# Machine: Rhinestone design template for shoes



## kc6789 (Mar 28, 2010)

I know there r machines that cut designs/shapes that u fill in with rhinestones, then place the transfer tape on top to move the rhinestones onto the shirt. Could I just do that with flatbacks, make my design with the rhinestones, put the glue on the back of the whole design and then just place it on the shoe?

Also, what machine would u recommend?


----------



## kc6789 (Mar 28, 2010)

One more thing, we use size 10 rhinestones and we like to apply them snugly next to each other in a brick pattern or whatever. Not a pattern in straight lines but in a staggered pattern... does that make sense?


----------



## DivineBling (Sep 14, 2010)

kc6789 said:


> One more thing, we use size 10 rhinestones and we like to apply them snugly next to each other in a brick pattern or whatever. Not a pattern in straight lines but in a staggered pattern... does that make sense?


Yes, it's called a staggered grid fill.
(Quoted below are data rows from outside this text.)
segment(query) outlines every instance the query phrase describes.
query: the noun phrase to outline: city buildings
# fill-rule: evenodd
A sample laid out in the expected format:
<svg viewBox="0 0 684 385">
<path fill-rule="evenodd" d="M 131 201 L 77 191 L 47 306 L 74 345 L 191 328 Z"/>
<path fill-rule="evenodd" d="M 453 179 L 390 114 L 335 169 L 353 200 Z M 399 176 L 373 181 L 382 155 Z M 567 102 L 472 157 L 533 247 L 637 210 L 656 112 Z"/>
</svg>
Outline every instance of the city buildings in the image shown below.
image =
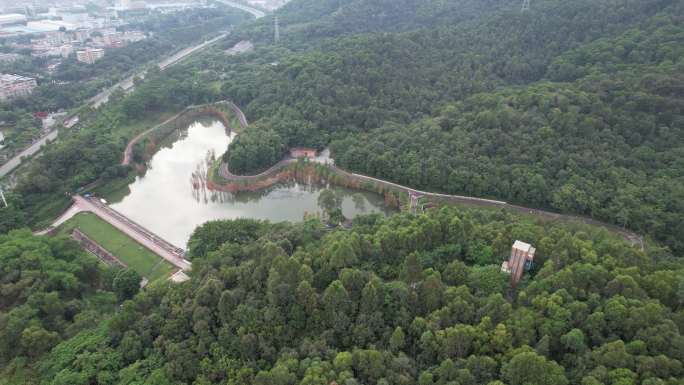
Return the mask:
<svg viewBox="0 0 684 385">
<path fill-rule="evenodd" d="M 74 51 L 90 49 L 120 48 L 128 43 L 137 42 L 147 36 L 141 31 L 119 32 L 116 28 L 77 29 L 73 31 L 51 31 L 39 38 L 31 39 L 30 49 L 33 57 L 68 58 Z M 99 51 L 81 54 L 83 60 L 91 63 L 102 57 Z"/>
<path fill-rule="evenodd" d="M 63 46 L 59 47 L 59 54 L 63 58 L 68 58 L 72 53 L 74 53 L 74 46 L 71 44 L 64 44 Z"/>
<path fill-rule="evenodd" d="M 26 27 L 36 33 L 60 32 L 60 30 L 72 31 L 76 25 L 62 20 L 35 20 L 26 23 Z"/>
<path fill-rule="evenodd" d="M 12 63 L 21 58 L 22 56 L 16 53 L 0 53 L 0 63 Z"/>
<path fill-rule="evenodd" d="M 511 248 L 511 257 L 501 264 L 501 271 L 511 275 L 511 286 L 515 287 L 525 270 L 529 270 L 534 260 L 536 249 L 529 243 L 515 241 Z"/>
<path fill-rule="evenodd" d="M 76 60 L 81 63 L 93 64 L 104 56 L 102 48 L 86 48 L 81 51 L 76 51 Z"/>
<path fill-rule="evenodd" d="M 5 101 L 31 95 L 36 79 L 19 75 L 0 74 L 0 100 Z"/>
</svg>

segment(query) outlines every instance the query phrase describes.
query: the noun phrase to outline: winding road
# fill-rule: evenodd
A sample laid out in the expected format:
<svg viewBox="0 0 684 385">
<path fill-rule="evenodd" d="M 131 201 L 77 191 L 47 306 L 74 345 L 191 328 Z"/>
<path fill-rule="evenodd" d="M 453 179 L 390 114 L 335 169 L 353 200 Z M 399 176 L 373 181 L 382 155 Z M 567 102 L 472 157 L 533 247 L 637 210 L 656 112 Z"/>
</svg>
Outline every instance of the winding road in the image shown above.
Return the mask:
<svg viewBox="0 0 684 385">
<path fill-rule="evenodd" d="M 240 124 L 242 125 L 242 128 L 245 128 L 247 126 L 247 120 L 244 118 L 244 113 L 240 110 L 240 108 L 236 105 L 233 104 L 233 109 L 238 113 L 238 116 L 241 116 L 240 119 Z M 279 171 L 283 166 L 286 166 L 288 164 L 296 162 L 297 159 L 287 157 L 280 162 L 276 163 L 272 167 L 270 167 L 268 170 L 259 173 L 257 175 L 235 175 L 230 172 L 228 169 L 228 164 L 225 162 L 222 162 L 220 167 L 219 167 L 219 175 L 227 180 L 243 180 L 243 181 L 249 181 L 249 180 L 255 180 L 255 179 L 260 179 L 263 178 L 264 176 L 268 176 L 271 174 L 276 173 Z M 568 215 L 568 214 L 559 214 L 559 213 L 554 213 L 550 211 L 545 211 L 545 210 L 540 210 L 540 209 L 535 209 L 535 208 L 530 208 L 530 207 L 524 207 L 524 206 L 519 206 L 519 205 L 514 205 L 510 204 L 505 201 L 500 201 L 500 200 L 493 200 L 493 199 L 486 199 L 486 198 L 478 198 L 478 197 L 472 197 L 472 196 L 465 196 L 465 195 L 450 195 L 450 194 L 441 194 L 441 193 L 435 193 L 435 192 L 430 192 L 430 191 L 421 191 L 417 190 L 408 186 L 403 186 L 398 183 L 386 181 L 383 179 L 378 179 L 378 178 L 373 178 L 367 175 L 362 175 L 362 174 L 355 174 L 346 170 L 343 170 L 337 166 L 335 166 L 333 163 L 329 162 L 325 158 L 314 158 L 314 162 L 325 164 L 327 167 L 329 167 L 331 170 L 344 174 L 347 177 L 360 180 L 360 181 L 366 181 L 366 182 L 373 182 L 377 183 L 386 187 L 393 187 L 399 190 L 402 190 L 410 195 L 413 196 L 425 196 L 425 197 L 430 197 L 433 199 L 439 199 L 443 201 L 448 201 L 452 203 L 461 203 L 461 204 L 470 204 L 470 205 L 476 205 L 476 206 L 482 206 L 482 207 L 496 207 L 496 208 L 505 208 L 511 211 L 515 211 L 521 214 L 525 215 L 533 215 L 535 217 L 541 218 L 543 220 L 547 221 L 566 221 L 566 222 L 581 222 L 585 224 L 589 224 L 592 226 L 597 226 L 597 227 L 602 227 L 606 230 L 608 230 L 611 233 L 618 234 L 628 242 L 630 242 L 632 245 L 639 246 L 639 248 L 643 251 L 644 250 L 644 239 L 642 236 L 639 234 L 627 230 L 622 227 L 618 227 L 609 223 L 605 223 L 602 221 L 598 221 L 593 218 L 586 218 L 586 217 L 581 217 L 577 215 Z"/>
</svg>

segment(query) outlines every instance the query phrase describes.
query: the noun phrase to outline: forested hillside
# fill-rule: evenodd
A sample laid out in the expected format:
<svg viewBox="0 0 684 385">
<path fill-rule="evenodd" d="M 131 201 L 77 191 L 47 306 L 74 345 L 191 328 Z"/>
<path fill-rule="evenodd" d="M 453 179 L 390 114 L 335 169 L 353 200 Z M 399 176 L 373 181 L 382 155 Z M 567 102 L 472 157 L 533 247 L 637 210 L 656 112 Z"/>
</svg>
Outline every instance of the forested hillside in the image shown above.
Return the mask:
<svg viewBox="0 0 684 385">
<path fill-rule="evenodd" d="M 73 241 L 27 230 L 0 234 L 0 383 L 20 381 L 26 365 L 55 345 L 97 325 L 140 277 L 105 268 Z M 132 278 L 128 279 L 128 278 Z"/>
<path fill-rule="evenodd" d="M 188 243 L 189 281 L 133 295 L 137 277 L 73 243 L 10 232 L 0 384 L 682 384 L 684 3 L 293 0 L 279 15 L 277 46 L 267 17 L 226 42 L 253 52 L 209 50 L 84 110 L 7 194 L 0 232 L 131 177 L 128 139 L 227 98 L 250 121 L 224 156 L 235 172 L 329 147 L 353 172 L 652 241 L 439 206 L 347 230 L 216 221 Z M 511 288 L 515 240 L 537 252 Z"/>
<path fill-rule="evenodd" d="M 538 245 L 516 292 L 499 264 Z M 60 344 L 44 384 L 679 384 L 681 261 L 590 228 L 441 209 L 211 222 L 193 279 Z M 501 381 L 501 382 L 493 382 Z M 38 381 L 37 381 L 38 382 Z"/>
<path fill-rule="evenodd" d="M 352 3 L 332 15 L 364 9 Z M 295 34 L 284 43 L 295 53 L 277 65 L 221 63 L 231 73 L 223 94 L 255 121 L 232 151 L 331 145 L 351 171 L 587 215 L 684 248 L 683 3 L 537 1 L 521 12 L 485 2 L 452 24 L 435 6 L 433 26 L 411 4 L 397 5 L 416 20 L 411 31 L 324 39 L 301 52 Z M 344 20 L 377 25 L 377 13 L 365 15 Z M 297 26 L 317 41 L 311 23 Z M 250 138 L 264 132 L 268 143 Z M 234 171 L 268 166 L 243 163 L 253 168 Z"/>
<path fill-rule="evenodd" d="M 519 8 L 503 0 L 302 0 L 286 4 L 278 14 L 286 45 L 305 46 L 343 34 L 398 32 L 453 25 L 497 9 Z M 250 30 L 251 39 L 273 37 L 270 18 Z"/>
</svg>

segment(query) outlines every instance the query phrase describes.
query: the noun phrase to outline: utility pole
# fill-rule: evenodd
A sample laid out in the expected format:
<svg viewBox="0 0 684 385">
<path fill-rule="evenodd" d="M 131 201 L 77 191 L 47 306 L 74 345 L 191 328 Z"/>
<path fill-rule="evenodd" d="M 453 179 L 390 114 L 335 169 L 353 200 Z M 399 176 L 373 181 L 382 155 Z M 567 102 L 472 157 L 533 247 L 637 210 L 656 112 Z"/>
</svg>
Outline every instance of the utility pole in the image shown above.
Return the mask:
<svg viewBox="0 0 684 385">
<path fill-rule="evenodd" d="M 275 43 L 278 44 L 278 42 L 280 41 L 280 25 L 278 25 L 278 15 L 275 15 L 274 26 L 275 36 L 273 37 L 273 40 L 275 40 Z"/>
<path fill-rule="evenodd" d="M 530 0 L 523 0 L 522 4 L 522 11 L 529 11 L 530 10 Z"/>
<path fill-rule="evenodd" d="M 5 204 L 5 207 L 8 207 L 9 205 L 7 204 L 7 201 L 5 200 L 5 194 L 2 192 L 2 186 L 0 186 L 0 198 L 2 198 L 2 203 Z"/>
</svg>

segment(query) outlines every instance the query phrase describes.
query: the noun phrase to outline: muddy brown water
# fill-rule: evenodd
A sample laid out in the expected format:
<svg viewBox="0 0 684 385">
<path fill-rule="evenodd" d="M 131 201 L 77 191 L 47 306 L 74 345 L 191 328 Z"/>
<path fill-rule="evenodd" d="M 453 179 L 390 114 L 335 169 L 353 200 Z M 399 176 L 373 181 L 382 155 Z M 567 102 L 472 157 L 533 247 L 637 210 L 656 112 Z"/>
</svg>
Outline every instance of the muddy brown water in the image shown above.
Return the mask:
<svg viewBox="0 0 684 385">
<path fill-rule="evenodd" d="M 305 215 L 320 215 L 318 196 L 326 187 L 341 198 L 342 212 L 348 218 L 395 212 L 378 194 L 336 186 L 290 183 L 257 192 L 211 191 L 205 181 L 212 154 L 221 156 L 233 137 L 215 119 L 198 119 L 175 131 L 148 161 L 144 175 L 124 191 L 113 194 L 116 198 L 109 203 L 182 248 L 192 231 L 210 220 L 254 218 L 296 222 Z"/>
</svg>

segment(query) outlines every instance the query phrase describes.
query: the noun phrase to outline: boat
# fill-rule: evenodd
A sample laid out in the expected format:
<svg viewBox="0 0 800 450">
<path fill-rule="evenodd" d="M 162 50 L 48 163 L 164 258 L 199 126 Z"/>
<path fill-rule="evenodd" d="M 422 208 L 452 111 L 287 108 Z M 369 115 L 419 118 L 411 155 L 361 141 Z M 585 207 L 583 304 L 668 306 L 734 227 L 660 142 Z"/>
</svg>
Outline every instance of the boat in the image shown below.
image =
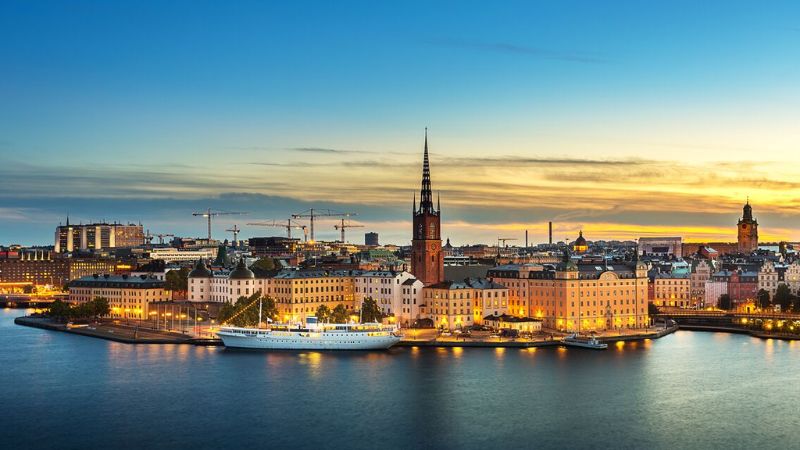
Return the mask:
<svg viewBox="0 0 800 450">
<path fill-rule="evenodd" d="M 571 334 L 564 339 L 561 339 L 561 343 L 569 347 L 588 348 L 592 350 L 605 350 L 608 348 L 608 344 L 600 342 L 594 336 L 588 339 L 583 339 L 578 337 L 577 334 Z"/>
<path fill-rule="evenodd" d="M 217 336 L 225 347 L 260 350 L 386 350 L 402 337 L 396 326 L 322 323 L 313 316 L 305 323 L 268 323 L 266 328 L 224 326 Z"/>
</svg>

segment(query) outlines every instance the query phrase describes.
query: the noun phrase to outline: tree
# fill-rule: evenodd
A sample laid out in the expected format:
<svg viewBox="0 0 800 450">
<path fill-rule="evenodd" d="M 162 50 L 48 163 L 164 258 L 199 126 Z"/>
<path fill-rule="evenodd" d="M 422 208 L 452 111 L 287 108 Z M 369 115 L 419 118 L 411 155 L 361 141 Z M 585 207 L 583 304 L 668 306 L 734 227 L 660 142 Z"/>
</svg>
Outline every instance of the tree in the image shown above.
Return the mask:
<svg viewBox="0 0 800 450">
<path fill-rule="evenodd" d="M 111 307 L 108 304 L 108 299 L 105 297 L 97 297 L 91 301 L 92 316 L 95 318 L 100 316 L 107 316 L 111 313 Z"/>
<path fill-rule="evenodd" d="M 330 322 L 331 309 L 326 305 L 319 305 L 319 308 L 317 308 L 317 319 L 319 319 L 320 322 Z"/>
<path fill-rule="evenodd" d="M 217 259 L 214 260 L 215 266 L 228 267 L 228 250 L 224 245 L 220 245 L 217 249 Z"/>
<path fill-rule="evenodd" d="M 189 290 L 189 268 L 170 270 L 164 277 L 164 289 L 168 291 L 186 292 Z"/>
<path fill-rule="evenodd" d="M 792 292 L 789 290 L 789 286 L 779 284 L 772 301 L 776 305 L 780 305 L 781 311 L 788 311 L 792 305 Z"/>
<path fill-rule="evenodd" d="M 256 291 L 250 297 L 241 296 L 233 305 L 223 305 L 217 319 L 220 323 L 229 323 L 237 327 L 257 326 L 259 302 L 261 303 L 261 321 L 275 320 L 278 316 L 275 300 L 271 297 L 262 297 L 261 291 Z"/>
<path fill-rule="evenodd" d="M 658 314 L 658 306 L 654 305 L 653 302 L 647 303 L 647 315 L 655 316 Z"/>
<path fill-rule="evenodd" d="M 61 301 L 61 299 L 57 299 L 50 304 L 50 310 L 47 314 L 53 319 L 64 321 L 70 316 L 70 308 L 69 305 Z"/>
<path fill-rule="evenodd" d="M 726 311 L 730 310 L 733 306 L 731 302 L 731 296 L 728 294 L 722 294 L 719 296 L 719 302 L 717 302 L 717 306 L 719 309 L 724 309 Z"/>
<path fill-rule="evenodd" d="M 331 322 L 333 323 L 347 323 L 349 314 L 347 313 L 347 308 L 344 307 L 343 304 L 339 303 L 333 308 L 333 312 L 331 313 Z"/>
<path fill-rule="evenodd" d="M 33 294 L 36 292 L 36 286 L 32 284 L 26 284 L 25 286 L 22 286 L 22 292 L 25 294 Z"/>
<path fill-rule="evenodd" d="M 769 308 L 769 291 L 759 289 L 758 291 L 758 307 L 762 309 Z"/>
<path fill-rule="evenodd" d="M 378 307 L 378 302 L 372 297 L 367 297 L 361 303 L 362 322 L 380 322 L 383 319 L 383 312 Z"/>
<path fill-rule="evenodd" d="M 254 262 L 251 266 L 251 269 L 261 269 L 263 271 L 269 272 L 271 270 L 275 270 L 275 260 L 272 258 L 261 258 L 258 261 Z"/>
</svg>

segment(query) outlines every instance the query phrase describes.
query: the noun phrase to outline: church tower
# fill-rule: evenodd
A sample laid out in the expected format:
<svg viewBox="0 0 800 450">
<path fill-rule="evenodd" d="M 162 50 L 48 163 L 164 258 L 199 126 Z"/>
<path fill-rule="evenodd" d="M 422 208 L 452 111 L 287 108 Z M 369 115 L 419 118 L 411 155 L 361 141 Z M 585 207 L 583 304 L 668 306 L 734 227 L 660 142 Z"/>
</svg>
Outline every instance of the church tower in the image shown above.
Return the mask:
<svg viewBox="0 0 800 450">
<path fill-rule="evenodd" d="M 422 189 L 419 208 L 416 195 L 412 206 L 414 215 L 411 241 L 411 273 L 427 286 L 444 281 L 444 254 L 441 237 L 441 205 L 433 207 L 431 168 L 428 162 L 428 129 L 425 128 L 425 153 L 422 159 Z"/>
<path fill-rule="evenodd" d="M 752 253 L 758 249 L 758 221 L 753 218 L 753 207 L 750 206 L 750 199 L 742 210 L 742 218 L 739 219 L 739 251 L 741 253 Z"/>
</svg>

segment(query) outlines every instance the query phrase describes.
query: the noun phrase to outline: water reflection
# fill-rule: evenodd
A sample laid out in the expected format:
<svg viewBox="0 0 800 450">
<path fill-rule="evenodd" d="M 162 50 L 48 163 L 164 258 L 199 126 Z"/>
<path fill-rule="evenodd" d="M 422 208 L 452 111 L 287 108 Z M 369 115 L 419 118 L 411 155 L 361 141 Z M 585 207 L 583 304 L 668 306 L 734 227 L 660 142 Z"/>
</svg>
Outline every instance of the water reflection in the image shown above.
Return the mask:
<svg viewBox="0 0 800 450">
<path fill-rule="evenodd" d="M 129 346 L 2 322 L 0 340 L 4 377 L 27 380 L 0 388 L 0 405 L 14 410 L 3 424 L 14 431 L 0 432 L 6 448 L 796 446 L 787 432 L 797 425 L 795 342 L 678 332 L 612 341 L 605 352 L 247 352 Z M 749 393 L 720 382 L 732 373 Z M 132 423 L 135 432 L 120 431 Z"/>
</svg>

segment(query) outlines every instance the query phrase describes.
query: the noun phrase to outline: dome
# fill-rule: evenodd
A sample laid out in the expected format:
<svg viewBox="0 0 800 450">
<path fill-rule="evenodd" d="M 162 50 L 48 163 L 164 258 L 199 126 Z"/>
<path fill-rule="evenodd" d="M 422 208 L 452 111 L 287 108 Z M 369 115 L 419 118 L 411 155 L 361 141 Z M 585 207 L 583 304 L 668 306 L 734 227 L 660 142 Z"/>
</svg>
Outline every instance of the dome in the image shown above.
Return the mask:
<svg viewBox="0 0 800 450">
<path fill-rule="evenodd" d="M 206 267 L 206 263 L 201 259 L 197 261 L 194 269 L 189 272 L 189 278 L 211 278 L 211 271 Z"/>
<path fill-rule="evenodd" d="M 586 247 L 586 239 L 583 237 L 583 230 L 578 233 L 578 239 L 575 239 L 576 247 Z"/>
<path fill-rule="evenodd" d="M 233 269 L 228 278 L 231 280 L 246 280 L 250 278 L 255 278 L 255 274 L 252 270 L 248 269 L 247 266 L 244 264 L 244 258 L 239 260 L 239 263 L 236 264 L 236 268 Z"/>
</svg>

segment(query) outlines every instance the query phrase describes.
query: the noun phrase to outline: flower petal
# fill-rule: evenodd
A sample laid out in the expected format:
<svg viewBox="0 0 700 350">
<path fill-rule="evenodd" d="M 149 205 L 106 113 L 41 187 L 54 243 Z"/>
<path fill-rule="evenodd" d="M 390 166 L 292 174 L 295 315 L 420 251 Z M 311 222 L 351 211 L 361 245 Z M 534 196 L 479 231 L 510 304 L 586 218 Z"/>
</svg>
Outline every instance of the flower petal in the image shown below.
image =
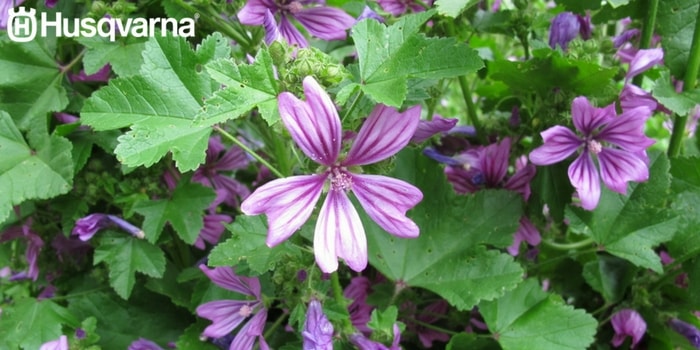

And to answer your original question, you would just use a vinyl cutter to cut a rhinestone template just like you would for a template for shirts. You can brush the glue onto the back of the stones and place it on the shoes and let it dry and then peel the transfer tape off.


----------



## allhamps (Mar 15, 2007)

Yep, just like Stephanie outlines. I've also used this process for other items like vases and picture frames.


----------



## WorthDesigns (Mar 16, 2011)

What Brand and quality of glue do you use for stoning such products?

ALLHAMPS, Did you receive my email?


----------



## DivineBling (Sep 14, 2010)

WorthDesigns said:


> What Brand and quality of glue do you use for stoning such products?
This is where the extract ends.